With 2016’s Standing Rock protests, the largest Native American action in at least a century, the world was reminded of Indigenous power and resilience. Now Decolonizing Wealth proposes that Native ways and worldviews offer not just valuable but essential guidance in transforming the institutions that control access to money.
“We are all connected. All our suffering is mutual. All our healing is mutual. All our thriving is mutual.”Click to Tweet
Decolonizing funding processes, argues Villanueva, is key to healing. After 14 years in philanthropy, Edgar Villanueva has seen past the field’s glamorous, altruistic façade, into its shadows: the old boy networks, the savior complexes, and the internalized oppression among the “house slaves,” those select few people of color who gain access. He widens the analysis to address all the institutions along what he terms the loans-to-gifts spectrum, including banks, investment funds, and aid organizations. All these funders reflect and perpetuate the same underlying dynamics that divide Us from Them and Haves from Have-Nots.
With great compassion—because the Native way is to bring the oppressor into the circle of healing, understanding that healing cannot occur unless everyone is part of the process— Villanueva diagnoses the fatal flaws in funders, unflinchingly drilling down to the core of colonialism and White supremacy. In the third and final section of Decolonizing Wealth, he offers radical provocations to funders and outlines his Seven Steps for Healing.

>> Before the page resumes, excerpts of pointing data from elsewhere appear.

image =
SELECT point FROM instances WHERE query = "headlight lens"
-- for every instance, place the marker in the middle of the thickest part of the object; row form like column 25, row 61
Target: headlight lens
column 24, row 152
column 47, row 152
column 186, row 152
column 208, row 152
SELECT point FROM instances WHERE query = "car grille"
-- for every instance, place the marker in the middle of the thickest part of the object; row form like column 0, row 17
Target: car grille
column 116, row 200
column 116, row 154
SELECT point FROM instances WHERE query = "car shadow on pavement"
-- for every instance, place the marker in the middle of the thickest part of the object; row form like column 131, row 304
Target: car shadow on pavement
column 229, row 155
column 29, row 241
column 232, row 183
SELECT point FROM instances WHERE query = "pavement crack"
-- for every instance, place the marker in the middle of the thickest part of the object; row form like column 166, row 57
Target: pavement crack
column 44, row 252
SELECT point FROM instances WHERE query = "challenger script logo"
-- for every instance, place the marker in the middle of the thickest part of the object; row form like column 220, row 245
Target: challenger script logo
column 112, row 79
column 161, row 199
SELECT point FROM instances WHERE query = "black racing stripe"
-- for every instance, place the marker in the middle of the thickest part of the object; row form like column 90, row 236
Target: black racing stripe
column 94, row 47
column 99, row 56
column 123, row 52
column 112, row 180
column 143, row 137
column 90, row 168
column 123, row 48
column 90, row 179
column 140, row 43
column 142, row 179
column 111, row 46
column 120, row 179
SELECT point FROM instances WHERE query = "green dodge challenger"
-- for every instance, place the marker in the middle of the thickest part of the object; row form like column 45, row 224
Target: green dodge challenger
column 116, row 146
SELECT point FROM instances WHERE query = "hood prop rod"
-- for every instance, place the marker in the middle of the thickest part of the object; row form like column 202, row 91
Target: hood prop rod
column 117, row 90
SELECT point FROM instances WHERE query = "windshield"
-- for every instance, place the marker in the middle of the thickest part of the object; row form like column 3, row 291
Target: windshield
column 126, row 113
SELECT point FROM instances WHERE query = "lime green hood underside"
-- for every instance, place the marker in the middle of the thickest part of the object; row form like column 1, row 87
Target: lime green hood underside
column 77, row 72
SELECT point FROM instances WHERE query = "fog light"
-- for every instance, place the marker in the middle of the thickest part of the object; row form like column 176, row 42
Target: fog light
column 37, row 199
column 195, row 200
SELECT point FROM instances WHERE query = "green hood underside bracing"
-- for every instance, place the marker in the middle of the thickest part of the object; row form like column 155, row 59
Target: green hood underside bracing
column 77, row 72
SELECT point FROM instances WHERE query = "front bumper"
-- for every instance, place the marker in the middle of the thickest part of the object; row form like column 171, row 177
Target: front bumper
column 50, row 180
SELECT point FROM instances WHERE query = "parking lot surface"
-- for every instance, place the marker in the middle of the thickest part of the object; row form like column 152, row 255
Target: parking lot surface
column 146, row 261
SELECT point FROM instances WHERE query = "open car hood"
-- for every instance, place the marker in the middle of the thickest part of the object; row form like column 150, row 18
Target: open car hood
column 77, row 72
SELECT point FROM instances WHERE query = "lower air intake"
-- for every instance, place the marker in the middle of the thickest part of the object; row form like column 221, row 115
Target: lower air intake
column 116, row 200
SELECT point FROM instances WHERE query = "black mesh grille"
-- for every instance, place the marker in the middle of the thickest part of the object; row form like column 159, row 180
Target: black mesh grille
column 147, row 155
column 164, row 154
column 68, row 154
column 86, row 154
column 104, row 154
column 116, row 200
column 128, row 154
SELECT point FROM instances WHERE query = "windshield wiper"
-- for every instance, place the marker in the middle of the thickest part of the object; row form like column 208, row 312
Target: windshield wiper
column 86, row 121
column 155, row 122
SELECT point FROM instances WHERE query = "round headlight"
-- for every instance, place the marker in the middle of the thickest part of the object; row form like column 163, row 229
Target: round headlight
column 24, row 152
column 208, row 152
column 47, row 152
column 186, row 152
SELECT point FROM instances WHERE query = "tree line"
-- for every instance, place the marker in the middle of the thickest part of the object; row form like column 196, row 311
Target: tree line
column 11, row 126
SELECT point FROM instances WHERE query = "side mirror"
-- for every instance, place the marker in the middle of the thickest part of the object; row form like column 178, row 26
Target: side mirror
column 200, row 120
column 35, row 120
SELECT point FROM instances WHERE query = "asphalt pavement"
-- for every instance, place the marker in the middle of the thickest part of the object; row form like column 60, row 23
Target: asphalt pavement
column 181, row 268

A short and engaging read of approximately 200 pages, Decolonizing Wealth weaves together Villanueva’s heartfelt and wry Southern-style storytelling with excerpts from his interviews with dozens of funders, citing only as much data as necessary to back up his personal experiences. Although driven by the moral convictions of a defender of human rights and justice, there is nothing strident here, instead a constant return to the gracious Lakota principle of Mitakuye oyasin—all my relations, meaning: We are all connected. All our suffering is mutual. All our healing is mutual. All our thriving is mutual. America has never before seen an analysis of philanthropic and financial institutions like Decolonizing Wealth. Now is most definitely the time.